Launch an interactive node with sufficient memory. The test partition is sufficient, WPS is not very compute intensive:

srun -p test -n 6 --pty --mem 30960 -t 0-06:00 /bin/bash

Directly run geogrid.exe, ungrib.exe and metgrid.exe.

WRFV3

To run real.exe (prepare input data for WRF) and wrf.exe use the following batch script (remember to change the name of the executable).
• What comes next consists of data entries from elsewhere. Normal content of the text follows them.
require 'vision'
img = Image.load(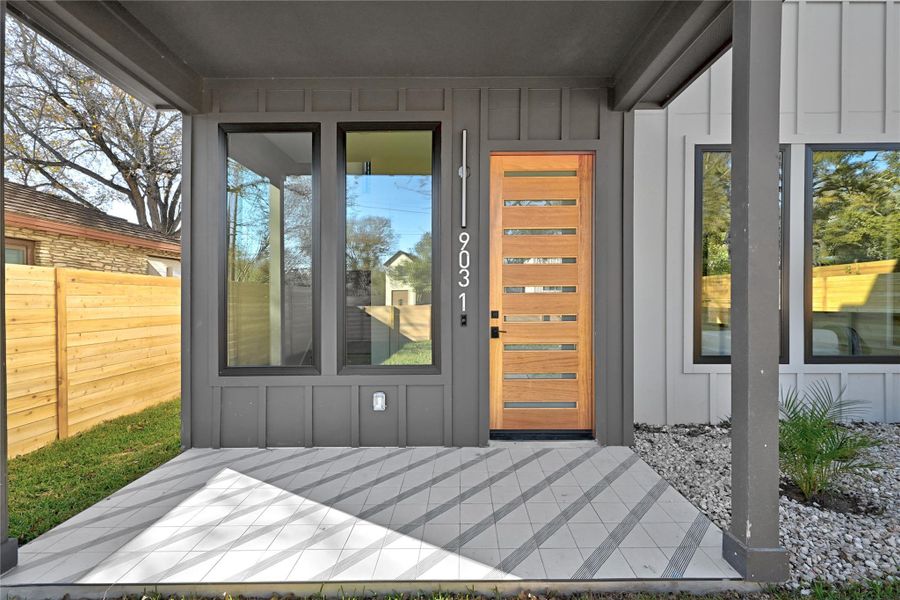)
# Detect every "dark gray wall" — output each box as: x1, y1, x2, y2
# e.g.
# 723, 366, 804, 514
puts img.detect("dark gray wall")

This is written for 1 node 32 cores on huce_intel; adjust memory and stuff accordingly if you want to use a different partition:

#!/bin/bash
#SBATCH -n 32
#SBATCH -N 1
#SBATCH -t 1-00:00
#SBATCH -p huce_intel
#SBATCH --mem=128000

module purge
module load git/2.17.0-fasrc01
module load intel/17.0.4-fasrc01
module load openmpi/2.1.0-fasrc02
module load netcdf/4.5.0-fasrc02
module load netcdf-fortran/4.4.4-fasrc06
module load jasper/1.900.1-fasrc02

# srun -n $SLURM_NTASKS --mpi=pmix wrf.exe

mpirun -np $SLURM_NTASKS ./wrf.exe

Save it as e.g. wrf.sh and then sbatch wrf.sh to submit the batch job.

Considerations:

For roughly 40000 grid boxes (e_we * e_sn), say China at 27x27km resolution, it takes about 4 hours on 36 cores to run about 48 hours simulation. In order for your run not to be interrupted you will have to consider asking for a little more time as there may be fluctuations.
Edit the -n 32 for number of cores and -N 1 for number of nodes to use.
Test on the test partition first (with a duration of 0-01:00 or shorter), then submit to huce_intel or the main partitions, so you don’t waste core-hours. The major errors always appear in the first hour of the run. If the first hour runs through, it will likely run to completion.